Ein monumentaler Fehler?
Bayerischer Ministerpräsident und Kultusminister schließen Amerika-Haus
Die bayerische Staatsregierung hat beschlossen, das Amerika-Haus am Karolinenplatz zu schließen und in den Räumen stattdessen die Technikakademie Acatech einziehen zu lassen. Die lapidare Rechtfertigung für die Entscheidung: Das Amerika-Haus könne auch anderswo untergebracht werden.
Was bleibt sind Unverständnis und Enttäuschung über die Entscheidung und das nicht nur bei der Opposition. Die SZ zählt den Beschluss in einem Kommentar zu den "größten diplomatischen Fehlern, die Bayerns Staatsregierung begehen kann". Das Haus sei in genau der Gegend, in der sich früher das NS-Machtzentrum befand. Alleine wegen dieser hoch symbolischen geographischen Lage könne es eigentlich keinen anderen Platz für das geschichtsträchtige Haus geben. Ebenso meldeten sich Münchens Alt-OB Hans-Jochen Vogel und US-Botschafter Philip D. Murphy zu Wort. In einem persönlichen Brief an Ministerpräsident Horst Seehofer appellierte Vogel daran, die Entscheidung zurückzunehmen. Für ihn und seine Generation verbänden sich mit dem Amerika-Haus – und zwar an seinem jetzigen Standort – ganz besondere Erinnerungen. “Sind doch von dort in den Nachkriegsjahren und auch später immer wieder Impulse ausgegangen, die für die Entwicklung demokratischer Strukturen und für die Rückkehr unseres Landes in die Völkergemeinschaft außerordentlich bedeutsam waren.” Auch der Standort in unmittelbarer Nähe zu den Bauten der Nazivergangenheit spiele eine nicht zu unterschätzende Rolle. US-Botschafter Murphy agierte hingegen vorerst diplomatisch. Er dankte der Staatsregierung für die jahrelange Unterstützung und zeigte sich zuversichtlich, dass eine "win-win"-Situation geschaffen werden könne. Dazu gehöre allerdings, dass die Arbeit im Amerika-Haus, dem "Kontrapunkt zur Machtarchitektur des Nationalsozialismus", fortgesetzt werden könne. Man müsse demnach einen anderen und besseren Standort für die Acatech Technikakademie finden.
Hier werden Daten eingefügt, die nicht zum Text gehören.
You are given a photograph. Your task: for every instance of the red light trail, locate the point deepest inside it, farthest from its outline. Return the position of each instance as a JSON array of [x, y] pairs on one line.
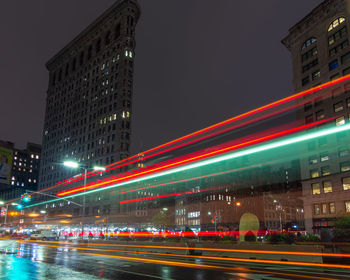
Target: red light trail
[[195, 158]]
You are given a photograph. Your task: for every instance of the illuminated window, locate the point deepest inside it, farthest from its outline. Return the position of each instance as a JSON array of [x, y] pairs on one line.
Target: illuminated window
[[346, 183], [343, 152], [315, 75], [313, 159], [324, 156], [317, 209], [345, 166], [327, 186], [320, 115], [340, 121], [347, 206], [314, 173], [338, 107], [325, 170], [338, 48], [308, 42], [310, 65], [332, 65], [316, 189], [336, 23], [345, 58], [337, 36], [310, 53], [305, 81]]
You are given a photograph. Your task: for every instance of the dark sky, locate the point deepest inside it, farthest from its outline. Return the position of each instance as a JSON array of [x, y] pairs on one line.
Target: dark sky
[[197, 62]]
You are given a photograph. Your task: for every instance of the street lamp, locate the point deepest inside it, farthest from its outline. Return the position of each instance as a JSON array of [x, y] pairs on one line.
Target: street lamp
[[279, 209], [74, 164], [18, 206]]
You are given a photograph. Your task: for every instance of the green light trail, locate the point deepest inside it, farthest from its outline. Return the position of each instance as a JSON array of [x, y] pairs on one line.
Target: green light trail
[[256, 149]]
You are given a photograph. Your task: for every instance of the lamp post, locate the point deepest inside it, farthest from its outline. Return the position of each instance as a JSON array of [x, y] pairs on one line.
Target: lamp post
[[73, 164], [7, 208], [279, 209]]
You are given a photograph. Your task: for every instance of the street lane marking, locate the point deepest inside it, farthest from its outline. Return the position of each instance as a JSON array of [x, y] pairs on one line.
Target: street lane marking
[[180, 263], [201, 249]]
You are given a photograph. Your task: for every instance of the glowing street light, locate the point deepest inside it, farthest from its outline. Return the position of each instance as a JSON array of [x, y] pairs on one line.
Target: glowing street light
[[74, 164], [99, 168], [71, 164], [19, 206]]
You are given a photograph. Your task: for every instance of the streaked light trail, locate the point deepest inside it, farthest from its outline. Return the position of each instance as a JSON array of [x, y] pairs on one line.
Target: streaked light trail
[[236, 154]]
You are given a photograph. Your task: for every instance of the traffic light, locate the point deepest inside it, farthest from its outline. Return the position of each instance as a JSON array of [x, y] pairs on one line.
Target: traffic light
[[19, 206], [26, 197]]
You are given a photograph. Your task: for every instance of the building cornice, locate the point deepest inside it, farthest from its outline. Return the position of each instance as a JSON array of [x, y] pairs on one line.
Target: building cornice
[[94, 26]]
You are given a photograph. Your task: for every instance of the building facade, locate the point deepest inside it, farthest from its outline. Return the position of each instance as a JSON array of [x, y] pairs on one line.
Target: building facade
[[89, 97], [320, 52], [24, 170]]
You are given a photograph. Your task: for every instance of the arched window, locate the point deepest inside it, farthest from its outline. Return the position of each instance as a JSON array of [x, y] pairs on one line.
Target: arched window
[[308, 42], [335, 23]]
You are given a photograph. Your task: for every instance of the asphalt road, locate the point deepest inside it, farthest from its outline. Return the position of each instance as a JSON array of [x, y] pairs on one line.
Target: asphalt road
[[37, 260]]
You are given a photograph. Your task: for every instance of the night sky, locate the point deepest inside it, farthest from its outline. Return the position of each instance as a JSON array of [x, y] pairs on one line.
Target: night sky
[[197, 62]]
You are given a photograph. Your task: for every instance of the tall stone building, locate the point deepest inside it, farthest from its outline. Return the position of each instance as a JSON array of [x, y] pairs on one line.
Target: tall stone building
[[23, 166], [89, 97], [320, 51]]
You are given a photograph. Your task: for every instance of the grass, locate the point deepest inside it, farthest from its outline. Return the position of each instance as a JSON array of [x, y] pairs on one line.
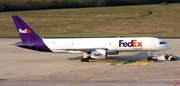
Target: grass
[[100, 21]]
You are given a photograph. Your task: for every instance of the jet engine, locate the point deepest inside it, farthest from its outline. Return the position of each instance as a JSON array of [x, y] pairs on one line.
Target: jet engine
[[113, 53], [99, 54]]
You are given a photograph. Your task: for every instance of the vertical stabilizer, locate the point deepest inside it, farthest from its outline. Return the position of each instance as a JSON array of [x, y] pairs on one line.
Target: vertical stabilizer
[[26, 33]]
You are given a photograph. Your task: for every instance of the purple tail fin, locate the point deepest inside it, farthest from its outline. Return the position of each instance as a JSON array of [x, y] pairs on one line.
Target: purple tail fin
[[26, 33]]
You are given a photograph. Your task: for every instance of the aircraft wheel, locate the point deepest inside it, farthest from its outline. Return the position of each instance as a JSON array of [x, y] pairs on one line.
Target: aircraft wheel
[[149, 58], [86, 59], [82, 60]]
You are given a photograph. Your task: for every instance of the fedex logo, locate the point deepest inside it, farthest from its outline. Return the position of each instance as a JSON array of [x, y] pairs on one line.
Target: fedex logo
[[24, 31], [132, 43], [97, 54]]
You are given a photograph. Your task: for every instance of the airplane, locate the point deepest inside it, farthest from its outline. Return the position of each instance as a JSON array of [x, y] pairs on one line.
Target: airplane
[[91, 48]]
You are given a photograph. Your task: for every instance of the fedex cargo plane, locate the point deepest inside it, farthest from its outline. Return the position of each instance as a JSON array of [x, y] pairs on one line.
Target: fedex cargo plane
[[91, 48]]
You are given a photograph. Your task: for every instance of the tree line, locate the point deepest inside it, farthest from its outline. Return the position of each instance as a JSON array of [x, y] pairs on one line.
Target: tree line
[[19, 5]]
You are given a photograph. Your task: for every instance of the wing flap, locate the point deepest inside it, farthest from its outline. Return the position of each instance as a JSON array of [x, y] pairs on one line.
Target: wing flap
[[81, 49]]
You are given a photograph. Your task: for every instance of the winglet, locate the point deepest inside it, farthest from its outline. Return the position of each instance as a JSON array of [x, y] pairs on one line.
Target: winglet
[[26, 33]]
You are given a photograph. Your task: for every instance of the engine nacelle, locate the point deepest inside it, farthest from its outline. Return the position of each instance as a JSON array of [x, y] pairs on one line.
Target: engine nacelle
[[99, 54]]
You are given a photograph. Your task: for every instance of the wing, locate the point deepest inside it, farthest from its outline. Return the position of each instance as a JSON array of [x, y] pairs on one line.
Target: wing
[[82, 49]]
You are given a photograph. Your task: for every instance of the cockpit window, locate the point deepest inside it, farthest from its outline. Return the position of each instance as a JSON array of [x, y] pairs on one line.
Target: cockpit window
[[162, 43]]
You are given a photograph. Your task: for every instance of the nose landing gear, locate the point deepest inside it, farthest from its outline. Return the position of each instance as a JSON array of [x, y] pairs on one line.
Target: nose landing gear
[[150, 58]]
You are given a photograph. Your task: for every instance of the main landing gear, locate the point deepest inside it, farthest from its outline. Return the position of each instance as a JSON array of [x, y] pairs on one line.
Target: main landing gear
[[84, 59], [150, 58]]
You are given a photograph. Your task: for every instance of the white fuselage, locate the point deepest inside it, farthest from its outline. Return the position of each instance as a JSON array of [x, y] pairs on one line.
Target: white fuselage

Gegenwind auch aus eigener Reihe
Von Seiten der Opposition und sogar aus den innerparteilichen Reihen muss die CSU sich einem harten Gegenwind stellen. SPD-Stadtrat Hans Dieter Kaplan spricht ironischerweise von einer "putzigen" Situation. Denn es seien die selben hochrangigen CSU-Politiker, die das Amerika-Haus nun doch wieder retten wollen, allerdings bei der Kündigung des Mietvertrages Anfang August jedoch geschwiegen hätten.
Kaplans Parteigenossin und stellvertretende Vorsitzende des Bayerisch-Amerikanischen Zentrums im Amerika-Haus, Ulrike Boesser, ist sich mit den Fachleuten einig: "Das Amerika-Haus soll am Karolinenplatz bleiben, damit es seinen vielfältigen politisch-gesellschaftlich-kulturellen Aufgaben auch weiterhin vorbildlich gerecht werden kann." Besonders gelte dies im Hinblick auf das gegenüber im Bau befindliche NS-Dokumentationszentrum, welches 2014 eröffnen soll. "Wäre es nicht ein Treppenwitz der Geschichte, wenn das Amerika-Haus als Symbol der transatlantischen Freundschaft nach dem zweiten Weltkrieg fast zeitgleich die Segel streichen müsste?", so Boesser.
Ebenso kommen aus der CSU selbst bereits Bedenken zur Schließung. Der frühere WIssenschaftsminister Thomas Goppel (CSU) kündigte an, im Landtag für die komplette Erhaltung des wichtigen Kulturzentrums zu plädieren. Denn dies sei nicht nur Sache der Opposition. Auch der amtierende Kultusminister Ludwig Spaenle möchte die "bisherige Form des Hauses als Ort der Begegnung" weiter ermöglichen.